Retracing my steps towards the town, I found a good viewpoint to take a picture of the old Gaol, which dates back to 1805-11. It features an octagonal centre with radiating wings as required by the penal theories of the time. It is now being converted into apartments, alongside "a cafe and restaurant quarter".


Now up Bridge St and left into the attractive East St Helen's St, the best in Abingdon according to Pevsner, with a nice medley of old houses. Entering the churchyard of St Helen's, you are confronted by an extraordinary sight of three sets of almshouses: "No other churchyard anywhere in England has anything like it" (Pevsner).

On the right are Twitty's Almshouses of 1707.


In front of you, are the extraordinary Long Alley Almshouses, which date from 1446. The front doors are accessed via a long pentice, or cloister walk.


To the left are the Brick Alley Almshouses, built for Christ's Hospital in 1718. The giant arches carry first floor balconies.


The church itself takes up the final side of the churchyard. The 13th century steeple seen earlier from the river bridge turns out to accompany a massive church, rebuilt in the 15th and 16th centuries to have double aisles on each side of the nave.

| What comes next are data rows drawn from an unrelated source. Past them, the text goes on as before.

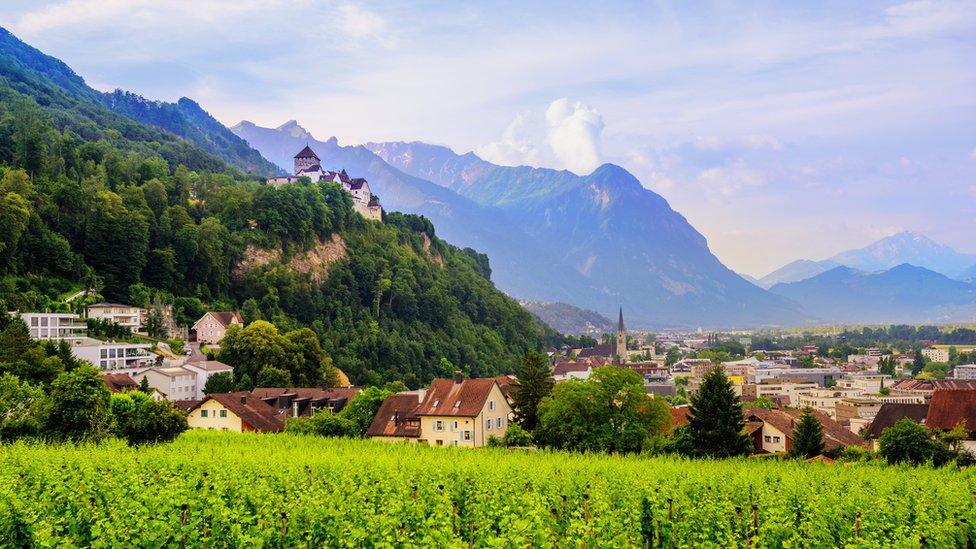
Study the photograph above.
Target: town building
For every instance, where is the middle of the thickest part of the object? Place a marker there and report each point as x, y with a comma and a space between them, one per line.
128, 316
203, 370
936, 354
306, 401
213, 325
460, 412
55, 326
238, 412
308, 164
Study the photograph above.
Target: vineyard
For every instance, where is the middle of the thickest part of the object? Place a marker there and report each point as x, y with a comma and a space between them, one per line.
230, 490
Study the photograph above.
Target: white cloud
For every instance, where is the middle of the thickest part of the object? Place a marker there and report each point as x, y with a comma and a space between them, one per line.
574, 135
362, 25
513, 149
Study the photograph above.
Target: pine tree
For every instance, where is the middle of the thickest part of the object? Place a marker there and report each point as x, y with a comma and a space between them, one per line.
715, 425
534, 383
808, 436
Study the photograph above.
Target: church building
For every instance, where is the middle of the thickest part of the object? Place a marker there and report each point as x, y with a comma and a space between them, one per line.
308, 164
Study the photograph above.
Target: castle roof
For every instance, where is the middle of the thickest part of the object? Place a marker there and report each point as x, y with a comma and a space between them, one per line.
307, 152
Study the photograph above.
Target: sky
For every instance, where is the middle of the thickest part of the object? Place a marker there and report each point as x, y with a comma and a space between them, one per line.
779, 130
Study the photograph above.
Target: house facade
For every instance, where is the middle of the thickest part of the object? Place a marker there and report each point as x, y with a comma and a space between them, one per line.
239, 412
123, 315
213, 325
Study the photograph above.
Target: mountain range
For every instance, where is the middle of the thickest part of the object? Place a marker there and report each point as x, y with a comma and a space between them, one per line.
904, 247
596, 241
902, 294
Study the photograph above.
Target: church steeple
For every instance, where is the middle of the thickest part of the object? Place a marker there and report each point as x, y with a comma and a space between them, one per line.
620, 350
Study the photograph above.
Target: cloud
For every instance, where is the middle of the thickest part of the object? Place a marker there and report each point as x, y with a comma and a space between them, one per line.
361, 25
513, 149
574, 135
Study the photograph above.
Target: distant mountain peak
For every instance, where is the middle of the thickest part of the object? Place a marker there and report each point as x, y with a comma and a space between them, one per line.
293, 129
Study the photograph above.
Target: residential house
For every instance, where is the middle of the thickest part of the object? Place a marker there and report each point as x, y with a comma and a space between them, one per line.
306, 401
203, 370
128, 316
772, 430
55, 326
463, 412
889, 414
212, 326
239, 412
176, 382
949, 408
397, 419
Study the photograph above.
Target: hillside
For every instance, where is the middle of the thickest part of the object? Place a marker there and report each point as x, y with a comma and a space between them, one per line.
567, 319
116, 206
182, 133
902, 294
594, 241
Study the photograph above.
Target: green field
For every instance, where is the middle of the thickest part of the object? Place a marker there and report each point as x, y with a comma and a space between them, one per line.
228, 490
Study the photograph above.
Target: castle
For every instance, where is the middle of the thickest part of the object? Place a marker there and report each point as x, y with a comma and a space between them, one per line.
308, 164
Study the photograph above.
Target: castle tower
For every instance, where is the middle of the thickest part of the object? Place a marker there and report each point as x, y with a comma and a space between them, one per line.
621, 348
305, 158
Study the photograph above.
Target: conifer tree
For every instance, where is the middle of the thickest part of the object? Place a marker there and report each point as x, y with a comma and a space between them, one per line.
715, 425
808, 436
534, 384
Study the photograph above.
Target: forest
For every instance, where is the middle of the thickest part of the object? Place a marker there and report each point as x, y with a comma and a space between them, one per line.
92, 200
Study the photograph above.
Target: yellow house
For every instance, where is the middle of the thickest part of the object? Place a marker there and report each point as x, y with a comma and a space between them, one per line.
239, 412
463, 412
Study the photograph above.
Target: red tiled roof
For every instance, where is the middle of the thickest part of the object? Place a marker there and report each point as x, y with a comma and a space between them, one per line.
890, 413
251, 409
950, 407
119, 382
835, 434
307, 152
447, 397
397, 417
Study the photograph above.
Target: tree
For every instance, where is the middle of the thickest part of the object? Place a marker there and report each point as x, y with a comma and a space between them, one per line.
141, 420
221, 382
808, 438
533, 383
270, 376
80, 406
609, 412
906, 441
715, 424
23, 408
362, 409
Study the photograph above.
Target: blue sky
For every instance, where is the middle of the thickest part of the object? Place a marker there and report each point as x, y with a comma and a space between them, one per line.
780, 130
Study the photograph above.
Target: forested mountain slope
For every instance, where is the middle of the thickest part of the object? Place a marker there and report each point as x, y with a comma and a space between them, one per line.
90, 196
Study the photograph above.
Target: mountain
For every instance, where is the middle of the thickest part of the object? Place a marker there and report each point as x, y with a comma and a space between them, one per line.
182, 133
624, 239
567, 319
800, 269
907, 247
902, 294
84, 196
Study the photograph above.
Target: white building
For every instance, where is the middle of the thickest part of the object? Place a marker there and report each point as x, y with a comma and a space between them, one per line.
964, 371
114, 356
176, 382
124, 315
936, 355
55, 326
203, 371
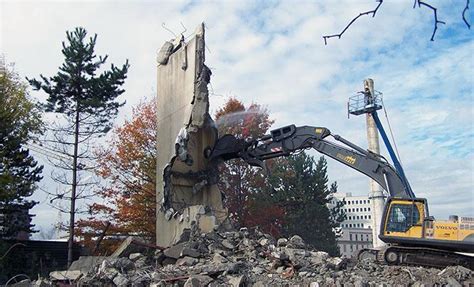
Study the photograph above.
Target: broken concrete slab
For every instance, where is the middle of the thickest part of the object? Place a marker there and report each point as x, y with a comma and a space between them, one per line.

The final stage of my exploration involving walking up West St Helen's St and turning left into Ock Street. A small detour revealed part of the fine old brewery, now apartments.


Further along Ock St are the fourth set of almshouses: Tompkins's Almshouses of 1733. The Dutch gables mark the ends of two ranges of houses which face each other across a small but pretty courtyard.


I retraced my steps back to the Market Place, pausing to note the Baptist church of 1841, with its fine Tuscan columns and portico.


Finally, I found my way to Vineyard for the final set of Almshouses, St John's Hospital, re-established here in 1801.


Conditions: a beautiful day.

Distance: four miles or so.

Rating: four and a half stars. A fantastic town walk.